Кабинет
Тииджьина Теегина

Три рассказа

Дом Шибуши Сайджэ

 

И в этом океане, в его толще, сквозь которую проходит свет, разбиваясь на множество лучей, — дрейфует во взвеси шкаф. Мне почему-то важно складывать записки в этот шкаф. Не всегда сразу его нахожу, иногда в его поисках провожу так много времени, что забываю, что искала или зачем его искала; иногда чувствую удовлетворение от того, что он есть, что это не плод воображения. Нередко испытываю стыд, даже просто подумав о нем. Когда мне нечего туда добавить, я достаю оттуда случайно выхваченные бутылки, хорошо запечатанные и никем более не видимые. Внимательно разглядываю их на просвет, некоторые взбалтываю, чтобы было лучше видно, проверяю, плотно ли подогнаны крышки, ставлю бутылки на место, закрываю дверцы шкафа. Отплывая, оборачиваюсь («скажи ей, чтобы не оборачивалась! Нельзя оглядываться!») несколько раз, чтобы убедиться и запомнить, что он есть.

 

1

 

Шибуши Сайджэ непременно нужно было найти три коробки, пустую деревянную катушку, широкую ленту, ленту поуже и самую узенькую, две стеклянные бутылки с вытянутыми горлышками, зеленую и синюю, чтобы они пригодились Джьэджьэ там. Шибуши Сайджэ вошла в отделение приемного покоя, но совершенно не помнила, как она туда добралась. За стойкой сидели две медсестры в синих халатах и шапочках: одна — худая вытянутая, другая — маленькая круглая. Ни на что не надеясь (а куда ей было еще идти, времени в обрез, и сил нет), Шибуши Сайджэ выдохнула:

— У вас есть набор для уходящих?

— Откуда у нас! Сами знаете, что сейчас делается. Для своих не найти, не то что вот так, — отрезала вытянутая.

— Что же делать? — Шибуши Сайджэ застыла на месте. Куда теперь бежать, не успеть ничего.

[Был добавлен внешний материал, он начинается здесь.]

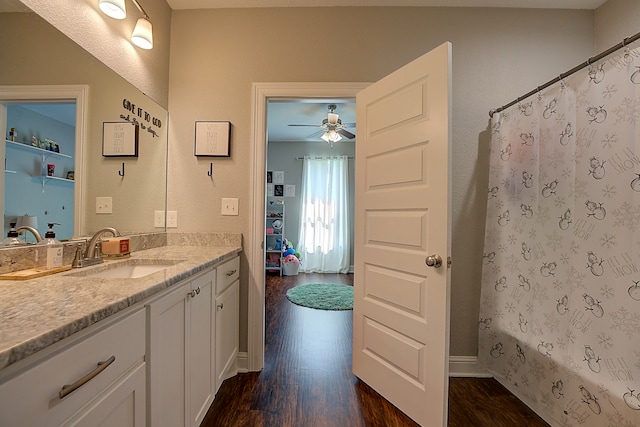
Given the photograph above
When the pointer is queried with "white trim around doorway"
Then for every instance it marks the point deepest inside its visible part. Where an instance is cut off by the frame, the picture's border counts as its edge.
(261, 94)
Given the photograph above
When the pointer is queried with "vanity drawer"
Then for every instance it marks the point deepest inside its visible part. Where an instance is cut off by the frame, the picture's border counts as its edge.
(32, 398)
(227, 273)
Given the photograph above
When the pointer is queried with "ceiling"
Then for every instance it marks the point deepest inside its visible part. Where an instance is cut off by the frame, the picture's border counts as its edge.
(536, 4)
(281, 113)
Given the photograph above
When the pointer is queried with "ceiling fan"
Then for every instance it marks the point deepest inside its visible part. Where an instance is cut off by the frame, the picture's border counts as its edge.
(332, 128)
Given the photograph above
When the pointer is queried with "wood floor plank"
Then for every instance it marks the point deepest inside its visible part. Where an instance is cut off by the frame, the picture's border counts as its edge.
(307, 379)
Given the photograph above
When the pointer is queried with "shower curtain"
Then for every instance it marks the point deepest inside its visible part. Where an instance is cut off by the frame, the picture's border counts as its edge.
(560, 307)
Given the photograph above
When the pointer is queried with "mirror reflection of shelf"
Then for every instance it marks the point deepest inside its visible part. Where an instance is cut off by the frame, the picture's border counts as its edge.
(45, 153)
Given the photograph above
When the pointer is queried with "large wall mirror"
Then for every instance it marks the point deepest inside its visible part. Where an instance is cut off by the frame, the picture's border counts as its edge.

Вторая, посмотрев на Шибуши Сайджэ, локтем поддела вытянутую:

— Ну дай ты ей, видишь же…

— «Дай!» А потом где возьму, а? — и, ворча, стала искать в нижнем, самом большом, ящике стола.

Шибуши Сайджэ, не веря своим глазам, стояла не шелохнувшись. Тем временем первая медсестра открыла большую коробку:

— Эта самая большая, внутри еще две, ленточки тоже там, вот бутылки.

— А катушка?

— Катушка под лентами.

Бутылки по форме были те, что нужно, но сделаны были из толстого бесцветного стекла — выбирать не приходилось, других не было.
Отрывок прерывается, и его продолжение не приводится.